Background technique

Flameless combustion technology is a new type of high-efficiency low-nitrogen combustion technology. Since it came out in the 1990s, it has always attracted the attention of domestic and foreign researchers and combustion equipment manufacturers. Compared with the traditional combustion technology, the advantages of the flameless combustion technology are: the emission of nitrogen oxides is significantly reduced; the radiation heat transfer efficiency in the furnace is improved; the temperature field in the furnace is uniform; the combustion stability is good, and there is no flameout problem; noise. To achieve flameless combustion, it is necessary to make the combustion-supporting air reach a high temperature (greater than the self-ignition temperature of the fuel) before participating in the combustion. Therefore, this technology is currently only used in heating furnaces in the metallurgical industry. A pair of regenerative burners are usually used. The valve is switched periodically to realize alternating operation of cold and heat. However, the unavoidable problem in the actual use process is that frequent switching and repeated cold and hot changes lead to shortened life of the reversing valve and heat storage body, which not only increases the cost, but also affects the normal use of the equipment.

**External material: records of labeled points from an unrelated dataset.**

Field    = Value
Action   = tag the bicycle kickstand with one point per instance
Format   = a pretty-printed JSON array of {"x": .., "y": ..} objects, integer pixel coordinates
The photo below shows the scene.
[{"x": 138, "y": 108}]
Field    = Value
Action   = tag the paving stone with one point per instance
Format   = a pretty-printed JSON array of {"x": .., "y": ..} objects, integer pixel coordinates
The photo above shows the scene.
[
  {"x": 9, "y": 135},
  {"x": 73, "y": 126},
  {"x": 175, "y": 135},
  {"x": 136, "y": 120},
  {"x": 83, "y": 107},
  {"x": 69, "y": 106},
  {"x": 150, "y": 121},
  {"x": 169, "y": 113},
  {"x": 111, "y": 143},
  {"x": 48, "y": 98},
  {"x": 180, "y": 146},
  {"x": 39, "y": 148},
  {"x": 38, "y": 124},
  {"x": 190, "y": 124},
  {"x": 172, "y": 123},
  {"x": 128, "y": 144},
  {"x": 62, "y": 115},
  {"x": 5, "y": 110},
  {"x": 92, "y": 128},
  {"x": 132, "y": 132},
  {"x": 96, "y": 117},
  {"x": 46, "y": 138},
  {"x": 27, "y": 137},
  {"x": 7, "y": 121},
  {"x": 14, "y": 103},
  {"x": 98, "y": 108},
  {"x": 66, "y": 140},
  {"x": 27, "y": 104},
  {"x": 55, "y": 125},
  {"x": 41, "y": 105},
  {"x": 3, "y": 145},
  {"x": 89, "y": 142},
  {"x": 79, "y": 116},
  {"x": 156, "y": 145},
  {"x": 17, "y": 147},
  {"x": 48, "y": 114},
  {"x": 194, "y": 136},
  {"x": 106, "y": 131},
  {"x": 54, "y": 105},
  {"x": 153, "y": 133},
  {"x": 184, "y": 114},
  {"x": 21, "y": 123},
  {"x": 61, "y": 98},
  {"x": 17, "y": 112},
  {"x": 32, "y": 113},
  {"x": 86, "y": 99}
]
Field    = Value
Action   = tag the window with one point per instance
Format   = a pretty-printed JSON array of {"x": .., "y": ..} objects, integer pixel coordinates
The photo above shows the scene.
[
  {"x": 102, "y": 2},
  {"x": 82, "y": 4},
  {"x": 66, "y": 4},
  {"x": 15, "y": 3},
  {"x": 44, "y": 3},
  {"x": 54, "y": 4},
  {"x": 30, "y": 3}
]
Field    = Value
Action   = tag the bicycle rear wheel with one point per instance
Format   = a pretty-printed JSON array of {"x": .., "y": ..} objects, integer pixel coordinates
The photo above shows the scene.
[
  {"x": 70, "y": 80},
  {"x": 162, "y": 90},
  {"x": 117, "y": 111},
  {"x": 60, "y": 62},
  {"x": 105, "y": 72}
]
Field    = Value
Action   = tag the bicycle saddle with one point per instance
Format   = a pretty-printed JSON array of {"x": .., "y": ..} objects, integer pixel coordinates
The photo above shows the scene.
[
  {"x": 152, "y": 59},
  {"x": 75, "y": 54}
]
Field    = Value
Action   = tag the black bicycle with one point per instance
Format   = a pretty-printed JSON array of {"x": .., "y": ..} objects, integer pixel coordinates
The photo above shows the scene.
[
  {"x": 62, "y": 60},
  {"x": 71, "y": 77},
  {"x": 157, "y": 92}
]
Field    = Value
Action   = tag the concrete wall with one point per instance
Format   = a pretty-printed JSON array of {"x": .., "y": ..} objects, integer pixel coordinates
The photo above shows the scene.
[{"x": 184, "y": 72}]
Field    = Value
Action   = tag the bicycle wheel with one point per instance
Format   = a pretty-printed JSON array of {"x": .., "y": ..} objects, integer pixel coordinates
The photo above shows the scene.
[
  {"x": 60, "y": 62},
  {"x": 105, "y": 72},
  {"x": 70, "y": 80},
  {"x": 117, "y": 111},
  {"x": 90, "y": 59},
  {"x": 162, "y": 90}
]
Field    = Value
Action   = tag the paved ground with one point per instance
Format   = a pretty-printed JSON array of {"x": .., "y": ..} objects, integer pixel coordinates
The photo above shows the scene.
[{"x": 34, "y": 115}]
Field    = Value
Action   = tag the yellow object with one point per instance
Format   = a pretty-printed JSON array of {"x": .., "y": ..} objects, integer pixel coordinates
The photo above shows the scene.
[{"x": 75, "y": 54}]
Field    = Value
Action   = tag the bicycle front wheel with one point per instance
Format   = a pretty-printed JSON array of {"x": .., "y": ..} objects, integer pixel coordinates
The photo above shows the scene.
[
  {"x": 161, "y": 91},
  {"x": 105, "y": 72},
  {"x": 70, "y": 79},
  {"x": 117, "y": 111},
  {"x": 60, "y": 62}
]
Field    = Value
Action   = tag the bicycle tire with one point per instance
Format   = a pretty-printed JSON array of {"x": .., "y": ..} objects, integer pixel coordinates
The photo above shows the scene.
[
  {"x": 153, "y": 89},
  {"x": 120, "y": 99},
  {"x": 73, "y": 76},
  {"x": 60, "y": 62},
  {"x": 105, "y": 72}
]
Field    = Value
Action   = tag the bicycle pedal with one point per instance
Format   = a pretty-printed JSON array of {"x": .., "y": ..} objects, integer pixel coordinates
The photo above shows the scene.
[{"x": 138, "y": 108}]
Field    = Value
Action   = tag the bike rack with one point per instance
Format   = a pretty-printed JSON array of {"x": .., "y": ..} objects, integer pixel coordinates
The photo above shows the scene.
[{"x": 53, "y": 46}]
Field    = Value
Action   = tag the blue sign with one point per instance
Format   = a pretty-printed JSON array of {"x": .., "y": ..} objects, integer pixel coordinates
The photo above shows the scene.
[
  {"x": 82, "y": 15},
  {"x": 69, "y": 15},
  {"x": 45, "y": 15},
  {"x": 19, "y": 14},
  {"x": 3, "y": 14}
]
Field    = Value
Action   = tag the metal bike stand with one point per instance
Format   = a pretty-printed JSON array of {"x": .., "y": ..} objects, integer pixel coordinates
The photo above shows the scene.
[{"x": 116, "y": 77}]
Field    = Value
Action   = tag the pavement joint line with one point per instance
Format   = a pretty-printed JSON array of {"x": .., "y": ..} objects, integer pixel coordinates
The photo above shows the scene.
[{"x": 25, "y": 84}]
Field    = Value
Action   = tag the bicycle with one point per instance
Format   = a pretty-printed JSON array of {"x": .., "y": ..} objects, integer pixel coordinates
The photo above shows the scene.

The "flameless combustion regenerative flat flame burner" proposed by Chinese patent application No. 200910104757.4 uses a horn-shaped nozzle to achieve a flat flame, and the flame sprays into the furnace for a short distance; the "flameless combustion regenerative burner" proposed by Chinese patent application No. Type high-speed burner"The necking-shaped nozzle is used to realize high-speed injection and ensure the uniformity of furnace temperature. Compared with ordinary regenerative burners, the above two burners can realize flameless combustion, protect the burner from being burned, and prolong the service life of the burner; but they must also use periodic switching, cooling and heating (normal temperature, High temperature) alternate working mode, the loss of reversing valve and heat storage body is not reduced.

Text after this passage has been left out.